The Gospel Comes with a Housekey by Rosaria Butterfield (2018)

Practicing Radically Ordinary Hospitality in Our Post-Christian World

Happening upon Rosaria Butterfield’s The Secret Thoughts of an Unlikely Convert this summer had been totally unintentional. Some colleague or other had recommended her as “a Christian author on LGBTQ issues,” so at least the name was familiar. My sister later proposed this second book, The Gospel Comes with a Housekey, for our Siblings’ Book Club in 2021, yet no one else had been interested enough to try it. I thought I was destined to forget about Rosaria Butterfield.
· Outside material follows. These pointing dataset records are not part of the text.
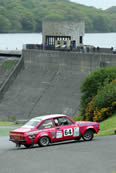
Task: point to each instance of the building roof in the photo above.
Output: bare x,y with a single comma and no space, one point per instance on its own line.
48,116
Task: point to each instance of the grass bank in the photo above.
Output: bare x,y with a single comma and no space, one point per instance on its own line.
108,126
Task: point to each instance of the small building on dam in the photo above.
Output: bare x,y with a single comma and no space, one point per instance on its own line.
61,34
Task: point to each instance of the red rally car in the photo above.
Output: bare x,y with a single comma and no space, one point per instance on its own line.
47,129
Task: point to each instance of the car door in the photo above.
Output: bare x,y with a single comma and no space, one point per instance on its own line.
65,129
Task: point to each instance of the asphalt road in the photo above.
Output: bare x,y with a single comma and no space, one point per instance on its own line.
97,156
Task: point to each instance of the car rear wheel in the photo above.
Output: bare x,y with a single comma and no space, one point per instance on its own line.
28,145
88,135
44,141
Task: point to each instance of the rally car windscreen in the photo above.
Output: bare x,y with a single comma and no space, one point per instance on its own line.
31,123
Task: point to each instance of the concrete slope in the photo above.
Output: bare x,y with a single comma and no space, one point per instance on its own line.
49,83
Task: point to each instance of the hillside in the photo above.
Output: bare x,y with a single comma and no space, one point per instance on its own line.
27,15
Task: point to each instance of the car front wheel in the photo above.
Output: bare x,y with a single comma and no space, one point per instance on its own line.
44,141
88,135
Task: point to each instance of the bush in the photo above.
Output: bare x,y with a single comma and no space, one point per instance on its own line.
103,104
93,83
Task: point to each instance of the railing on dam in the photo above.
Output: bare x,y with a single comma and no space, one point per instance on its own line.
80,49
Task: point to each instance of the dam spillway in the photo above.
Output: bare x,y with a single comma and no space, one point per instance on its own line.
49,83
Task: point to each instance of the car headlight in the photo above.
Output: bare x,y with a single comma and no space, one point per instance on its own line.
32,134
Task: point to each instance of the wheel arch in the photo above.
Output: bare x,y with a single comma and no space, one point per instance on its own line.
91,128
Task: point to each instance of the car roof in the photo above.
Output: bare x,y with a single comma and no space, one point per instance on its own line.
44,117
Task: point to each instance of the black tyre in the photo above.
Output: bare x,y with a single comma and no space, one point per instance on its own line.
78,139
44,141
88,135
28,145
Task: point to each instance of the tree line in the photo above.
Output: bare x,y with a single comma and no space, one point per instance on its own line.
27,15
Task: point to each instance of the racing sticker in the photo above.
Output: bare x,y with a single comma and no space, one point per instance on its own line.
68,132
76,131
59,134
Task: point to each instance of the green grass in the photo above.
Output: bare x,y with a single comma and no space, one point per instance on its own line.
9,64
5,123
108,126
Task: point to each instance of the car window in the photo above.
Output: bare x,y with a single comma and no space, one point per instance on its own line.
62,121
46,124
31,124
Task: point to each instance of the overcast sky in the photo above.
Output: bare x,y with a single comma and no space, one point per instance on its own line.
103,4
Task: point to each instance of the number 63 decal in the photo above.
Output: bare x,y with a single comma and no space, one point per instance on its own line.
68,132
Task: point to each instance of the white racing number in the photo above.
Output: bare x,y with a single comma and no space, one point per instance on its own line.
68,132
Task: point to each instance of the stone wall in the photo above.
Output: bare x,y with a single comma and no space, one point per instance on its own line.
50,82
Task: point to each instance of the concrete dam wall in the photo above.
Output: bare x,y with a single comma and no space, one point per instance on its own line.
50,83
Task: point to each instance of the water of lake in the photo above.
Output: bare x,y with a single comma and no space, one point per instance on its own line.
16,41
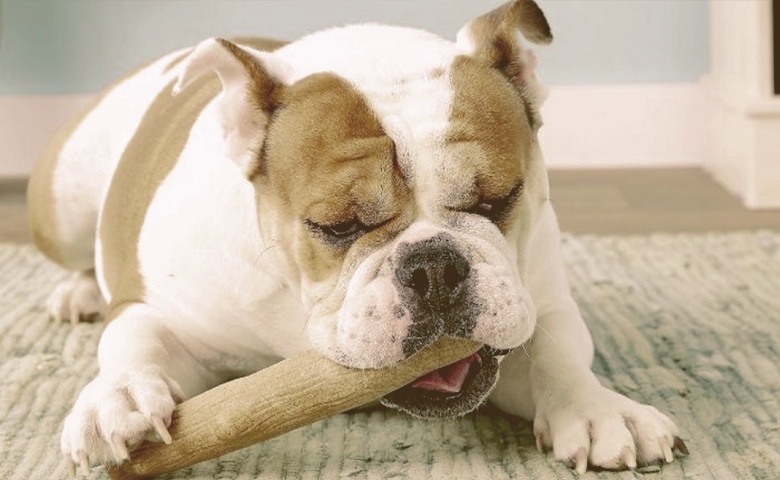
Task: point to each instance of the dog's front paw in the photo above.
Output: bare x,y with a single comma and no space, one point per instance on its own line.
77,298
604,429
114,414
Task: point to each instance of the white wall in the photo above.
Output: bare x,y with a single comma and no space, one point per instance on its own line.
54,53
77,46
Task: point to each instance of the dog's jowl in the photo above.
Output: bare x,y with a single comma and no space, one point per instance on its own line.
362,191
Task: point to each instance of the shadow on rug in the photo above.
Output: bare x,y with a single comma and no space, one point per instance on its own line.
687,323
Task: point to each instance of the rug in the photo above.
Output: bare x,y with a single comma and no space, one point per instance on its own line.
688,323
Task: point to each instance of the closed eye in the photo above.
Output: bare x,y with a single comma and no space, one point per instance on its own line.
342,234
495,208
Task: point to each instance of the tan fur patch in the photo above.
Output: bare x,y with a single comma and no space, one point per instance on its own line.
329,161
489,135
42,221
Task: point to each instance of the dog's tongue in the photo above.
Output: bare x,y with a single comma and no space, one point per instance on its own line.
450,378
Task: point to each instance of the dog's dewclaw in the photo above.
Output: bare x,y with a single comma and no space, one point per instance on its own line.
288,395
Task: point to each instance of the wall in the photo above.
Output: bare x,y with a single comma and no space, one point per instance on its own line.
70,48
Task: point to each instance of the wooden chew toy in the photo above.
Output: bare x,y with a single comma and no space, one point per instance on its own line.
290,394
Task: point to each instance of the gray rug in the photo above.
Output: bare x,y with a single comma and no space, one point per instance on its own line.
688,323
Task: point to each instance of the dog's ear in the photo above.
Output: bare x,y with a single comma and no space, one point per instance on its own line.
493,38
249,94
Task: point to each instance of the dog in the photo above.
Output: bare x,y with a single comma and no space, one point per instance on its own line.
362,191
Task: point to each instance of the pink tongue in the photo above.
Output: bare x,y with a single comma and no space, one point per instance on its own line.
450,378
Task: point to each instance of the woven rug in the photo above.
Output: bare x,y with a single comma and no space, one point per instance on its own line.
688,323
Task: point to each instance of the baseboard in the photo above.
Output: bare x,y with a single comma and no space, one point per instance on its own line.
26,124
621,126
585,126
745,143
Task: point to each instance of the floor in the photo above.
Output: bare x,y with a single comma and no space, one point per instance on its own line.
635,201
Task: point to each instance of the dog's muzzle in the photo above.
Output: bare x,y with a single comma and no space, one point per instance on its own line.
434,279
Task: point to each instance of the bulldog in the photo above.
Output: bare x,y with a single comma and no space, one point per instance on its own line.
362,191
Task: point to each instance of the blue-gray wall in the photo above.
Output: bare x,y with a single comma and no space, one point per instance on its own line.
77,46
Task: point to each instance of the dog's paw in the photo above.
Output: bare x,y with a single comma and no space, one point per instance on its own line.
606,430
76,299
114,415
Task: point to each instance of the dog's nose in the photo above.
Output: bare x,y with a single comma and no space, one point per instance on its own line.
433,269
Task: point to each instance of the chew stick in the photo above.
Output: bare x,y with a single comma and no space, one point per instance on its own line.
290,394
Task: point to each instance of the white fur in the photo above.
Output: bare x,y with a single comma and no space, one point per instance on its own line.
87,160
209,317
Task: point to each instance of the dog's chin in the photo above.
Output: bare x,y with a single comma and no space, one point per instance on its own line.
452,391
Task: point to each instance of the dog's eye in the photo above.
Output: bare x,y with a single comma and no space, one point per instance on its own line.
343,230
338,234
493,209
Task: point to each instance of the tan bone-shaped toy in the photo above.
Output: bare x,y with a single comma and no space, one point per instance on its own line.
290,394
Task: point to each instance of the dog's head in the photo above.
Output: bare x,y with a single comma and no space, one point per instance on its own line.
392,174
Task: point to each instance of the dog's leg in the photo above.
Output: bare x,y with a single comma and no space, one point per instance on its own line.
77,299
549,381
145,369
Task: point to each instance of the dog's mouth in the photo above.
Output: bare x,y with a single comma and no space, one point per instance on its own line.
451,391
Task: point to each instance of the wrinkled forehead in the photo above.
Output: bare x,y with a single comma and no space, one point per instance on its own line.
458,126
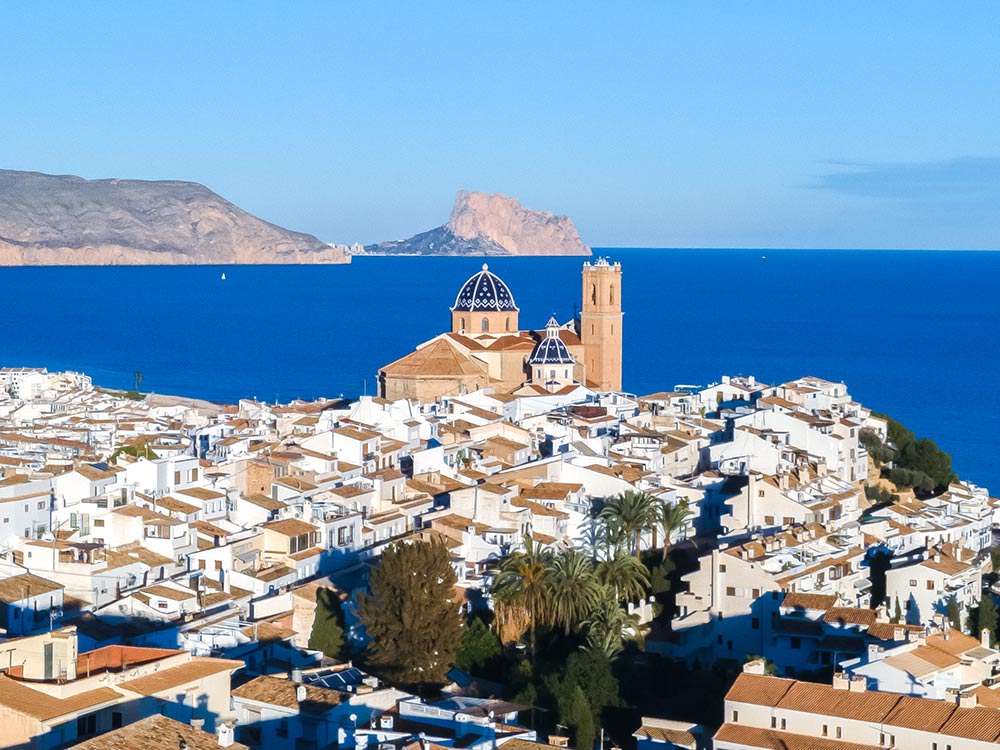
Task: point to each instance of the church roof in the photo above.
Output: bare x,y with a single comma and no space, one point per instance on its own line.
439,358
484,292
551,350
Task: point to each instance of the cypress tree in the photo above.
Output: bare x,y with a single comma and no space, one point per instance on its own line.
987,617
328,627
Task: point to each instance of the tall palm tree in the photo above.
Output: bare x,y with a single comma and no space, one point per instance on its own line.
573,588
633,513
522,580
668,518
624,575
609,625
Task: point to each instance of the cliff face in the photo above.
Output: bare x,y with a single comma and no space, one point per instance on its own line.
492,224
519,230
66,220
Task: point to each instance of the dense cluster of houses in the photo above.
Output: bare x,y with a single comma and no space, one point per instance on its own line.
152,547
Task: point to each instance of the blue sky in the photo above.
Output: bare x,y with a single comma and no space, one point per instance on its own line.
663,124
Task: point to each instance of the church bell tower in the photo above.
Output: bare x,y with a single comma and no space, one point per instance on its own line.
601,324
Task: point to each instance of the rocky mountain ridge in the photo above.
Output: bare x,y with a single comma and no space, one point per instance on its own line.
491,224
67,220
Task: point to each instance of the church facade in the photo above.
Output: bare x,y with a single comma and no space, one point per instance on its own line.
487,348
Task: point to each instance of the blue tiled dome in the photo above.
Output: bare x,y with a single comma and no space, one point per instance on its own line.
551,350
484,292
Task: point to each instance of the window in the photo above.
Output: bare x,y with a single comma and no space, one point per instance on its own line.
86,725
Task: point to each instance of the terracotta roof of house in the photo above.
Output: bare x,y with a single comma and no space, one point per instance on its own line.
263,501
808,697
168,679
809,601
281,692
920,713
761,690
850,616
155,732
42,706
977,723
771,739
290,527
27,584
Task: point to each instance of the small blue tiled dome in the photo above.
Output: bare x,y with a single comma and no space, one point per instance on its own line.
484,292
551,350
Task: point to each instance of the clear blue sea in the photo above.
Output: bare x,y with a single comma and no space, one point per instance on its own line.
913,334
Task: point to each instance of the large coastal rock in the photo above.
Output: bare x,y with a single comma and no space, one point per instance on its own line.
66,220
492,224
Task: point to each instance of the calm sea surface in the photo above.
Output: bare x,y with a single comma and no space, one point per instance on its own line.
913,334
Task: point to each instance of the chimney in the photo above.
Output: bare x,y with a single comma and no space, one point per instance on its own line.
226,733
967,700
756,666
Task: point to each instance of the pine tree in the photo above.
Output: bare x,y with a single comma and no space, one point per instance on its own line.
480,648
328,626
414,624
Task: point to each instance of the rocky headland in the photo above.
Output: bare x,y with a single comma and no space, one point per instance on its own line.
491,224
62,220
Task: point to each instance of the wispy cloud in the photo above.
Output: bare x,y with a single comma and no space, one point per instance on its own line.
962,178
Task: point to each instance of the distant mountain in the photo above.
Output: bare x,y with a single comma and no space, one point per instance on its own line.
66,220
491,224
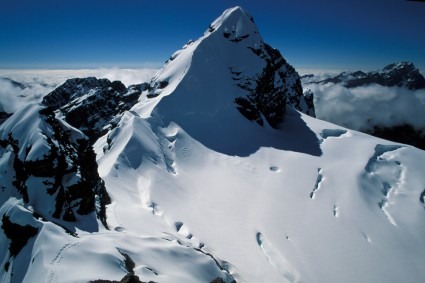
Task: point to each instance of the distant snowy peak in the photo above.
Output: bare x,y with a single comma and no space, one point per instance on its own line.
228,68
403,74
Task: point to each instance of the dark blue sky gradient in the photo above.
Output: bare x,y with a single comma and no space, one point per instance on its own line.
326,34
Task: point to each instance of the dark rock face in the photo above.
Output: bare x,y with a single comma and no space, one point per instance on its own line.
4,116
62,185
268,94
403,74
90,104
17,234
401,133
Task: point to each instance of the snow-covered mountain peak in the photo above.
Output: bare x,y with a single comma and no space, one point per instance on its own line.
226,77
235,24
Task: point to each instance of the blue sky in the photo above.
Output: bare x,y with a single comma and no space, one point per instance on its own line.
326,34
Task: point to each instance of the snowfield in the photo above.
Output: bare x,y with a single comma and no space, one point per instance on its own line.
200,193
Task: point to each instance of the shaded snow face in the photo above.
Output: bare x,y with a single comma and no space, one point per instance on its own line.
21,87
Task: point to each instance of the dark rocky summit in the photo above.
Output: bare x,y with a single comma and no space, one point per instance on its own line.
53,169
90,104
403,74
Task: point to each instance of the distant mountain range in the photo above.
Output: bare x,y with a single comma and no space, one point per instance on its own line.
403,74
213,171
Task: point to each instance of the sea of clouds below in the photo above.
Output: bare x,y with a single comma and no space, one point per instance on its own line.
40,82
358,108
364,107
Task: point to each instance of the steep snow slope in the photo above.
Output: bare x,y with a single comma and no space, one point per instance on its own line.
306,202
202,193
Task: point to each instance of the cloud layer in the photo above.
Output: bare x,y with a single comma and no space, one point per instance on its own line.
362,108
38,83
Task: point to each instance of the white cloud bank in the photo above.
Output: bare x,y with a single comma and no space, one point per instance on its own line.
362,108
38,83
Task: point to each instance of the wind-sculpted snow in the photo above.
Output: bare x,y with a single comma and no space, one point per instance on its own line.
229,69
199,193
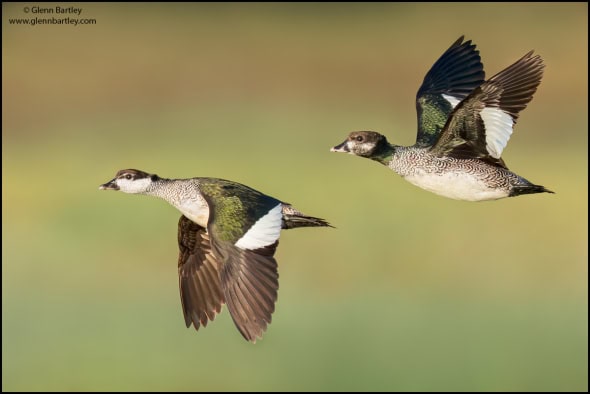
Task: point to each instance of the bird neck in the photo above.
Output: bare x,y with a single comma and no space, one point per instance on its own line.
384,153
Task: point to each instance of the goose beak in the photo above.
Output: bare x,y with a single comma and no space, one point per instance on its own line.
343,147
110,185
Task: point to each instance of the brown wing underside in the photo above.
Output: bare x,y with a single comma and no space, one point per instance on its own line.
198,271
250,283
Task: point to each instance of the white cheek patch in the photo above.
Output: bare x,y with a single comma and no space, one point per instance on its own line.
452,100
264,232
498,126
133,186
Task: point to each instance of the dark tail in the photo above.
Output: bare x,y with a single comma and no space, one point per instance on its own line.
294,221
292,218
528,189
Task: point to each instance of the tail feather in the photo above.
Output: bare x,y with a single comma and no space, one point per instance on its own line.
528,189
294,221
292,218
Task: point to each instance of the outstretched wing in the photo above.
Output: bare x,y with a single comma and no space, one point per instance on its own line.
452,78
199,277
481,125
244,226
250,282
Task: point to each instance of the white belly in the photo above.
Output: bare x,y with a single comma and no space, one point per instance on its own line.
455,185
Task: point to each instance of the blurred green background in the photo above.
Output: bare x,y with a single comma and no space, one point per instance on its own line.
411,291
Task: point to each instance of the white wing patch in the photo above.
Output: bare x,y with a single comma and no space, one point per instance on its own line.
498,126
264,232
452,100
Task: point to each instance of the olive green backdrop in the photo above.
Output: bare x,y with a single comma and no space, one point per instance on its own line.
410,291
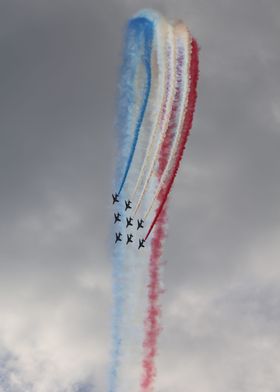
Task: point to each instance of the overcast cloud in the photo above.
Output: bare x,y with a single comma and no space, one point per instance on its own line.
221,317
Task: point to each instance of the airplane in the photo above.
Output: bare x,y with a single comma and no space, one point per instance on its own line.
129,222
127,205
115,198
141,244
140,224
117,217
129,238
118,237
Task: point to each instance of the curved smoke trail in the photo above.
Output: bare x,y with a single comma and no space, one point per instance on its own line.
157,94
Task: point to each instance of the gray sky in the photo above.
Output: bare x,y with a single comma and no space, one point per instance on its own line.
58,71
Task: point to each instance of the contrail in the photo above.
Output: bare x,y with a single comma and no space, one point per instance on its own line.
156,102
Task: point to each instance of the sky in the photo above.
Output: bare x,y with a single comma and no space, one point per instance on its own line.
58,75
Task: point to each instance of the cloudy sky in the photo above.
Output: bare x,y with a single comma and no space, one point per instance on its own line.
221,309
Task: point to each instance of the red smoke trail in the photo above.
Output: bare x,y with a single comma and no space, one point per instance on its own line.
187,126
152,322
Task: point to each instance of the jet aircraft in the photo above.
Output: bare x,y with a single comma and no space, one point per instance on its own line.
140,224
127,205
129,238
115,198
129,222
141,244
118,237
117,217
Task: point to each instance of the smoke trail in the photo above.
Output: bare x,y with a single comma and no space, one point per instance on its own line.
156,101
187,127
145,27
163,116
183,43
152,322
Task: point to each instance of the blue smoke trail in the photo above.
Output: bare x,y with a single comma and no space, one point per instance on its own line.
139,26
137,49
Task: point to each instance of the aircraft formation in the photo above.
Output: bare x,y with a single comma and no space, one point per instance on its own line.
129,223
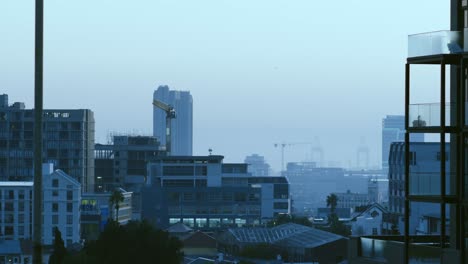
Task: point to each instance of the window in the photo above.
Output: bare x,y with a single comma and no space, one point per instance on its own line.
69,207
69,219
69,195
55,219
55,207
21,218
438,157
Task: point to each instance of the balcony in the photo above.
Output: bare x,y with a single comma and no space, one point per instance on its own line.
434,43
389,249
428,115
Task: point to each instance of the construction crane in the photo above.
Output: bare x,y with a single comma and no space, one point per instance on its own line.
283,145
170,114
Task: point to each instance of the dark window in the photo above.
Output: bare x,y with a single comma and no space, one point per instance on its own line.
55,207
280,205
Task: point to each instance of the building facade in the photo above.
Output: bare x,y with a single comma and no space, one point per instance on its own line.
123,162
393,130
205,193
68,137
257,165
62,195
61,206
182,125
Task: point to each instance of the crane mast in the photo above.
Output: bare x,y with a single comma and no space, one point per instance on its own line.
170,114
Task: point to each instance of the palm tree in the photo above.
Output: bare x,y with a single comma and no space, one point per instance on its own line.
332,200
115,199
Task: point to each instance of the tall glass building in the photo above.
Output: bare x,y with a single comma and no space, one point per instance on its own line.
182,125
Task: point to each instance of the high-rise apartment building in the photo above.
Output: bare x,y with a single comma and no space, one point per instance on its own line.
393,130
445,238
182,125
68,142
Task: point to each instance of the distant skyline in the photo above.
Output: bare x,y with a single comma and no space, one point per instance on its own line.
260,72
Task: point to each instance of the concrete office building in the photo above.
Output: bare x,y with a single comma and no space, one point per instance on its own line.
123,162
96,210
62,195
182,125
393,130
68,138
204,192
257,165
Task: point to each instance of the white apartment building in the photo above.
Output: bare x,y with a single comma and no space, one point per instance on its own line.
62,195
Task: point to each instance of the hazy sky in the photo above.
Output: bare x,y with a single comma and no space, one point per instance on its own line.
260,71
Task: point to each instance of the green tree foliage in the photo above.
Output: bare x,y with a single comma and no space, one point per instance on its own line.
60,251
136,242
115,199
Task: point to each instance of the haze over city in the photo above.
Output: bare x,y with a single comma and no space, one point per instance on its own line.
260,72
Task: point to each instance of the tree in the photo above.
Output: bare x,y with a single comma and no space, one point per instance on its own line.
60,251
115,200
332,201
136,242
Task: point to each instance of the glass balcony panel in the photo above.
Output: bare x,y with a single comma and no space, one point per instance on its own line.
434,43
428,115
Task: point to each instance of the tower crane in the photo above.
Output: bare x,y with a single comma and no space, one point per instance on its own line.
283,145
170,114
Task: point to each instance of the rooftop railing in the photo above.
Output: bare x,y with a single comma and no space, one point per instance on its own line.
428,115
434,43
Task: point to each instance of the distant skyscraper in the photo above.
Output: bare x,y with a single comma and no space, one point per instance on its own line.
393,130
182,125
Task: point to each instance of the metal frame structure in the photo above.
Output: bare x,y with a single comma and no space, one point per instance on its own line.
458,132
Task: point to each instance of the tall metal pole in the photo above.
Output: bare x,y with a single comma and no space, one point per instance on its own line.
38,71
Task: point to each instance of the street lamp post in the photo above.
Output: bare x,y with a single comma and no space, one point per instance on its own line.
38,106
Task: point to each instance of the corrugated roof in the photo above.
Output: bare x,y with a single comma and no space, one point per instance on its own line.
291,234
15,184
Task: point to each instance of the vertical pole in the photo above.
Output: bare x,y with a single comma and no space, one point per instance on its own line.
38,72
442,154
407,157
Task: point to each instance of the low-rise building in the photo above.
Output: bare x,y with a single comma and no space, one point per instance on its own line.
205,193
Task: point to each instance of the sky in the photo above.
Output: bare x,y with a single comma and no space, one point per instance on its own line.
260,72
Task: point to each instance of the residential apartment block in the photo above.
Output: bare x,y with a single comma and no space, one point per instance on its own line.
62,195
68,142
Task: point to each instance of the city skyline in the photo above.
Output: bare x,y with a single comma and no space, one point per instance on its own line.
246,74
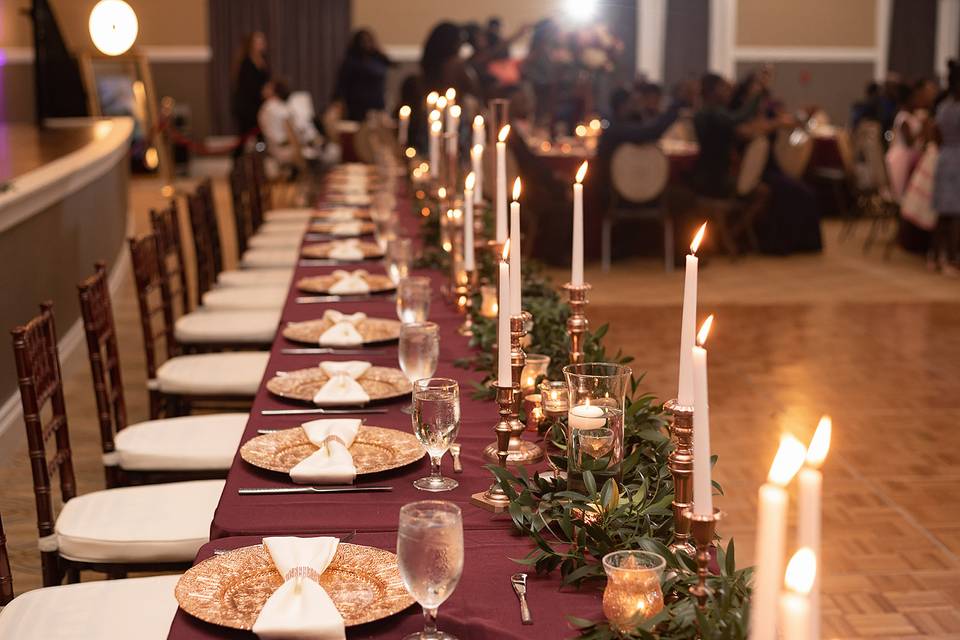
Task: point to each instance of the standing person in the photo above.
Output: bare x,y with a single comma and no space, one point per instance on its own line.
361,83
946,182
251,73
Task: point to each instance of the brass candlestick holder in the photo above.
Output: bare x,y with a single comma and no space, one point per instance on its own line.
577,323
703,529
680,463
465,293
495,499
520,451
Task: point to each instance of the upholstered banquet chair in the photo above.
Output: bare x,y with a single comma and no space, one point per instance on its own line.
156,527
184,448
205,329
140,608
177,383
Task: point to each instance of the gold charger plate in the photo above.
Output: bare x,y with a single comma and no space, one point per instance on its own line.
230,589
375,449
329,227
378,283
370,329
380,383
322,250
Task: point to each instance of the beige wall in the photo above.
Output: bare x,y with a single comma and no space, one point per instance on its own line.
408,22
807,23
162,22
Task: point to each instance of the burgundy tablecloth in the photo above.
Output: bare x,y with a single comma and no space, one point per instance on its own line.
483,607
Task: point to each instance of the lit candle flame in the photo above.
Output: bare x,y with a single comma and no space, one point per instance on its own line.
582,172
697,239
787,462
820,443
801,571
704,330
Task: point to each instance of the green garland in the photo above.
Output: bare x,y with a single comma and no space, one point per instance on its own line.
634,513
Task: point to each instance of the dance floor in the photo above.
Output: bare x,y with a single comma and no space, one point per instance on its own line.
875,343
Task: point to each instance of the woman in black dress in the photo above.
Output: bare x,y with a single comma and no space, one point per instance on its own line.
251,73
Little did I know, however, that her books would spark in me a deep interest in the topic of Christian hospitality, an interest that would send me on a months-long venture into a small library of books on the topic—and scholarly articles to boot.

After finishing Secret Thoughts (Butterfield’s memoirs of her conversion from godlessness to Christianity), I pretty quickly ordered this second book on Christian hospitality. Both books discuss Butterfied’s former life as an unbeliever, a lesbian, and a champion for LGBTQ rights, and while much of the material overlaps in the books, her focus shifts.

In Secret Thoughts, she traces her path from sheer angst towards Christianity to surprise, curiosity, and interest—ultimately ending in acceptance and repentance. Following all of that is the sudden intolerance she felt from friends in her former LGBTQ community and the acceptance she found in her new faith community.

In Housekey, she adjusts her focus. Rather than emphasizing her own thoughts and feelings about how others view and treat her, she instead focuses on her own view and treatment of others, no matter what they think and feel about her. Involving her family and church community in this selfless lifestyle, she dubs their approach “radically ordinary hospitality.” This book describes their paradigm and biblical justification, as well as candid descriptions of their victories, defeats, methods, and safeguards.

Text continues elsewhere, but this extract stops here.